A vos débuts, vous connaissiez un problème de fautes rapides qui s'efface désormais. Peut-on parler de déclic ?
Je ne pense pas. Je me suis aperçu que je continuais à faire les mêmes petites fautes mais que les arbitres ne les sifflaient plus. A partir du moment où mon entraîneur m'a mis dans le cinq majeur, puis qu'il a expliqué que j'étais bien le pivot des Sonics, mon statut a changé. Et pas seulement dans l'équipe, mais aussi dans la Ligue. Je n'étais plus vraiment le rookie mais le joueur qui essaye de prouver.
En arrivant en NBA après deux saisons d'Euroligue, quels étaient vos atouts et a contrario les points à travailler en priorité ?
D'après moi, les Sonics ont particulièrement aimé qu'en Europe, surtout à Pau, c'est l'équipe qui compte le plus. Je suis un grand qui essaye d'aider tout le monde et dans le système de défense qu'ils tentent de mettre en place, c'est ce qui compte. Ce que j'ai dû surtout travailler, c'est la résistance et mes lancers-francs.
En début de saison, vous aviez affirmé avoir pris de nombreux kilos avant de relativiser ces propos. Qu'en est-il réellement ?

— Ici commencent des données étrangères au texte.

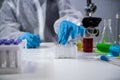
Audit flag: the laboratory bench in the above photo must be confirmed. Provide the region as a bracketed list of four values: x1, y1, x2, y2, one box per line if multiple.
[0, 43, 120, 80]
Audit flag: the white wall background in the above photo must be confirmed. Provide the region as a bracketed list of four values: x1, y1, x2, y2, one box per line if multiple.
[71, 0, 120, 41]
[0, 0, 120, 41]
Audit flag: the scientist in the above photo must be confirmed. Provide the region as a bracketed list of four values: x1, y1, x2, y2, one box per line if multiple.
[0, 0, 85, 48]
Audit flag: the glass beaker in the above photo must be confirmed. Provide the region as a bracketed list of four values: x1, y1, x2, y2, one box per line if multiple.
[96, 19, 114, 55]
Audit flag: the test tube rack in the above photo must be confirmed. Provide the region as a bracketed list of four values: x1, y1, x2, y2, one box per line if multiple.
[55, 44, 77, 58]
[0, 41, 25, 74]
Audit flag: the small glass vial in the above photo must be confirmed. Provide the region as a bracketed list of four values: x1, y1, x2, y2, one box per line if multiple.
[116, 13, 120, 45]
[83, 37, 93, 52]
[100, 19, 114, 44]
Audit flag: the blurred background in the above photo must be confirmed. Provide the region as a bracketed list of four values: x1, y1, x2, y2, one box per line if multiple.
[0, 0, 120, 41]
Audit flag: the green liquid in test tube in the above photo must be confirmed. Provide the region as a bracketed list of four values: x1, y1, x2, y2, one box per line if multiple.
[96, 19, 114, 55]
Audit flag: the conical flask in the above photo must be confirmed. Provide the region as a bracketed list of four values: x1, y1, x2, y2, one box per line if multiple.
[96, 19, 114, 55]
[100, 19, 114, 44]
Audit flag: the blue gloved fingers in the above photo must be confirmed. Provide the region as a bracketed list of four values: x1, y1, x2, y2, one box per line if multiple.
[62, 28, 71, 45]
[34, 34, 41, 43]
[71, 23, 78, 39]
[58, 21, 67, 44]
[78, 26, 86, 37]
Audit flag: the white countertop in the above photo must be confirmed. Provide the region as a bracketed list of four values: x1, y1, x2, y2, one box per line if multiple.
[0, 43, 120, 80]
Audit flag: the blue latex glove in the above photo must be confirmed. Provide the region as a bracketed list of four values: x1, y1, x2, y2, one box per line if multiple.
[58, 20, 85, 45]
[18, 32, 41, 48]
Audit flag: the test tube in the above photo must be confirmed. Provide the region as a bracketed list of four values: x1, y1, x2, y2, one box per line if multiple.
[1, 50, 7, 68]
[1, 39, 7, 68]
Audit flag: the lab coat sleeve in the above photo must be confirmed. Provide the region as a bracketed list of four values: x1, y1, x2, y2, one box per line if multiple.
[54, 0, 83, 33]
[0, 0, 23, 39]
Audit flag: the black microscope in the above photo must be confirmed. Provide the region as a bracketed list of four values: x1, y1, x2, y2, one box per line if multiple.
[82, 0, 102, 37]
[82, 0, 102, 52]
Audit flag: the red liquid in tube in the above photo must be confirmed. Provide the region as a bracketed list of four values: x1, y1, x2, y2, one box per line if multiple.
[83, 37, 93, 52]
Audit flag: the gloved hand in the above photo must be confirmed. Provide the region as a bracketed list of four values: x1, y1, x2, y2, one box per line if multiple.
[58, 20, 85, 45]
[18, 32, 41, 48]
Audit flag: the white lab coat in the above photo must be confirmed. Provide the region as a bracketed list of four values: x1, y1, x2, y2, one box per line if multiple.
[0, 0, 82, 41]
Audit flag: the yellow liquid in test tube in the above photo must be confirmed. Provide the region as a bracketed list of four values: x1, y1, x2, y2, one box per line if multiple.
[77, 41, 82, 51]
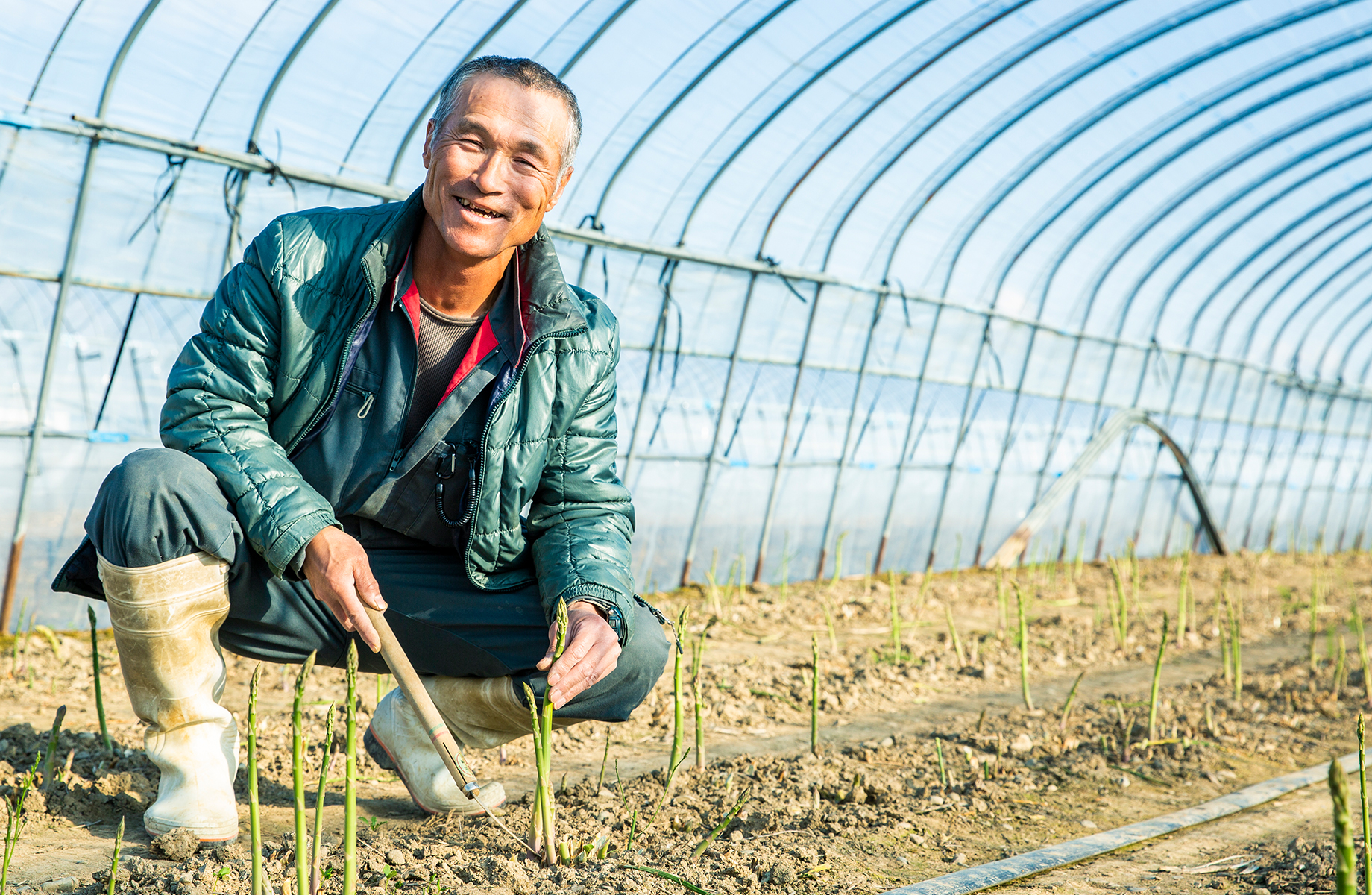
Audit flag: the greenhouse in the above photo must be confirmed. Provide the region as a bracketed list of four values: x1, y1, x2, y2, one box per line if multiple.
[0, 0, 1372, 627]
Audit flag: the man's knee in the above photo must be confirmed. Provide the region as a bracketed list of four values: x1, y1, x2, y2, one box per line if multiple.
[600, 606, 673, 720]
[86, 448, 237, 567]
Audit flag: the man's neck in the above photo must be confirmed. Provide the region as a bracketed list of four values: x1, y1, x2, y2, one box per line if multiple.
[413, 216, 514, 317]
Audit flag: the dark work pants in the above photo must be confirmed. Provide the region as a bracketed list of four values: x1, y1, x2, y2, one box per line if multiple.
[85, 448, 668, 720]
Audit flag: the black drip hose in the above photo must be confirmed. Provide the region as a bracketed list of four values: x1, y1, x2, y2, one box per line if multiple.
[882, 753, 1359, 895]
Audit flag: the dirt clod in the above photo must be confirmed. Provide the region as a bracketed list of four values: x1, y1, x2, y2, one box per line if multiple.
[152, 826, 201, 861]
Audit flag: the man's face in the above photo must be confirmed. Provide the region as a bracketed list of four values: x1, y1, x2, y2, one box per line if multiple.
[424, 74, 572, 263]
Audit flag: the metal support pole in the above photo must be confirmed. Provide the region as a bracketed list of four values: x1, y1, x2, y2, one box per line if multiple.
[871, 305, 943, 575]
[1320, 401, 1362, 550]
[1212, 371, 1286, 537]
[617, 262, 676, 490]
[972, 319, 1039, 565]
[1243, 387, 1291, 547]
[815, 295, 887, 581]
[1295, 395, 1353, 544]
[1133, 354, 1214, 556]
[1095, 346, 1153, 556]
[753, 286, 823, 585]
[1335, 401, 1372, 550]
[1152, 356, 1218, 556]
[0, 0, 162, 632]
[1265, 392, 1315, 547]
[926, 315, 990, 568]
[682, 273, 758, 588]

En fait, je suis arrivé fin août à Seattle, un mois avant tout le monde. Pendant deux mois, je n'ai fait que pousser (faire de la musculation), pousser, pousser... Ils m'ont dit que j'étais trop fin pour la NBA. En plus, j'avais une réputation qui n'était pas la bonne, on me comparait beaucoup à Jérôme Moïso. Alors j'ai voulu montrer que je n'étais pas comme on le disait et j'ai énormément travaillé. J'ai beaucoup pris, très rapidement, et je me suis retrouvé tout déformé (sic). J'ai ensuite été malade et je suis resté allongé à l'hôpital pendant quelques jours. Là, j'ai retrouvé un corps plus normal.

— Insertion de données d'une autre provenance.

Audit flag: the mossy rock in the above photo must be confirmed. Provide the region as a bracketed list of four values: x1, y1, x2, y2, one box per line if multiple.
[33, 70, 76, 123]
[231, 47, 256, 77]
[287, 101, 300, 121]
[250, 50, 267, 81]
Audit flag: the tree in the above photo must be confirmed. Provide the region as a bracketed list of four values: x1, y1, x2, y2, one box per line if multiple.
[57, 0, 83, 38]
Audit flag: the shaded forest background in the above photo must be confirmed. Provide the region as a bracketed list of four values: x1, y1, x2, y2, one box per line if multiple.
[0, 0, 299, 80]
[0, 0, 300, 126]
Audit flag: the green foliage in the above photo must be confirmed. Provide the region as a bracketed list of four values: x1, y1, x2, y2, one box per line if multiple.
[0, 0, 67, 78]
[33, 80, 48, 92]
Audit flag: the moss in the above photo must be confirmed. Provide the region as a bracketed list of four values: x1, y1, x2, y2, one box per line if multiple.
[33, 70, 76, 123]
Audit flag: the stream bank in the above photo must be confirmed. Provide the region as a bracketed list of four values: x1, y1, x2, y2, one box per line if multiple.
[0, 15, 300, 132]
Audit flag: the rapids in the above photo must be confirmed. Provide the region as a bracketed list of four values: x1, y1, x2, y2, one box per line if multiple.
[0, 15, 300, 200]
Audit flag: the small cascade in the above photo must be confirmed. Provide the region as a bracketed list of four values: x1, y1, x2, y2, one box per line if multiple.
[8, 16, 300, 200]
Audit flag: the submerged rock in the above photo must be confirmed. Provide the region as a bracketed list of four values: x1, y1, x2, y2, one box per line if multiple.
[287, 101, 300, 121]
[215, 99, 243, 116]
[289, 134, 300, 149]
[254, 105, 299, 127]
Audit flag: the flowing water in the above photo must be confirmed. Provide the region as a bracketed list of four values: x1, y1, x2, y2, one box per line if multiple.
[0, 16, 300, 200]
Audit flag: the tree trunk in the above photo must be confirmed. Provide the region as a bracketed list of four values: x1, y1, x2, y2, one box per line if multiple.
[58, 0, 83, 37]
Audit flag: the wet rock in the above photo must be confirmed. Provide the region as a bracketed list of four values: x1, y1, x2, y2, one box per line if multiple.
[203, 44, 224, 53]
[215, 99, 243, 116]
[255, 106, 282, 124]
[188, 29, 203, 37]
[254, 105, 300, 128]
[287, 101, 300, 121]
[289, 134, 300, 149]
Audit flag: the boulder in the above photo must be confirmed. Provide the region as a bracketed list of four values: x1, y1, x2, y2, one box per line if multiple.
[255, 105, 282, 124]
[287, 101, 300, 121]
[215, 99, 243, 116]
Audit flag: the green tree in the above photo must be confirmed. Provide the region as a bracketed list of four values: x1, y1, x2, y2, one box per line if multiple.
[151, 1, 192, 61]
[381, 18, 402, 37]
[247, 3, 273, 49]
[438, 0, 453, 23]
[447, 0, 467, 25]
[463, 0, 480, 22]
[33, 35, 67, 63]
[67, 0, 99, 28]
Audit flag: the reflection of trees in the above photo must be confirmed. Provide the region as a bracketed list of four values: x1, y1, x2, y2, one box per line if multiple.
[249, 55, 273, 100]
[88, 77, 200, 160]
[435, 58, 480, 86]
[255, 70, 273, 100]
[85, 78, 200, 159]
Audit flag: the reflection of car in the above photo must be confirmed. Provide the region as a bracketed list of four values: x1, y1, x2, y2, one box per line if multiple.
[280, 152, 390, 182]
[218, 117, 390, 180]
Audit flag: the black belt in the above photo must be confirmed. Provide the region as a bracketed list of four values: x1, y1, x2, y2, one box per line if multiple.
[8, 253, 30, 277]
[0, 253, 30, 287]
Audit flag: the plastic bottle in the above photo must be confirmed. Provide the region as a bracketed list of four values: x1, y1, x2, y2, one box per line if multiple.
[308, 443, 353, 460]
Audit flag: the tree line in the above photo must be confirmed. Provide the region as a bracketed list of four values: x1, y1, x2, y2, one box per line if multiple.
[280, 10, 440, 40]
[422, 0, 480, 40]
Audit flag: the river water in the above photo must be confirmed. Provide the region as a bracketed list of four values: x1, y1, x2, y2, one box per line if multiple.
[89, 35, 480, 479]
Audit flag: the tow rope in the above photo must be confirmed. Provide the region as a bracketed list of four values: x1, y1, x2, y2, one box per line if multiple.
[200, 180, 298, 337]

A Seattle, les meilleurs joueurs sont à l'extérieur. Quelques conséquences cela a pour vous et l'arrivée de l'intérieur Chris Wilcox a-t-elle changé quelque chose à votre situation ?
C'est vrai que l'équipe est basée sur trois joueurs. En premier lieu Ray Allen, c'est normal, puis Rashard Lewis et le meneur, Luke Ridnour. Ils connaissent très bien le basket et ils partent de l'idée que quand l'un ne peut pas, les autres sont là. Quand Chris Wilcox est arrivé, les ballons sont plus venus à l'intérieur. Et quand il a commencé à réaliser des performances, il a pu passer la balle à celui qui se retrouvait tout seul à l'intérieur. Ca m'a beaucoup aidé, j'en ai super bien profité.
Mickaël Gelabale devrait évoluer à Seattle l'an prochain. Vous connaissez-vous ? Comment appréciez-vous son arrivée ?
Je le connais super bien. J'espère que ça se fera. C'est un joueur qui peut aider énormément l'équipe. Il correspond au style de joueurs qu'ils recherchent, avec de la dureté défensive, quelqu'un qui peut courir. C'est pour cela qu'ils sont à fond sur lui en ce moment.
Comment imaginez vous votre rôle en équipe de France ? Pouvez-vous jouer autour de la raquette ?
Mon rôle ? Je ne sais pas du tout. Ce sera au feeling du coach, comme il voudra m'utiliser. (...) C'est vrai que cette année, j'ai beaucoup travaillé mon shoot. Après, il y a des matches où ça rentre, d'autres non. Mais c'est vrai que quatre (ailier fort), c'est le poste où j'aimerais bien terminer ma carrière.
Mickaël Piétrus parlait de Portland comme club qui le fait rêver. Quel est le vôtre ?
Honnêtement, je n'arrive pas à m'imaginer dans un autre club actuellement. C'est bizarre parce qu' avant, je ne me voyez pas du tout à Seattle, alors que maintenant, je ne me vois pas ailleurs qu'à Seattle.»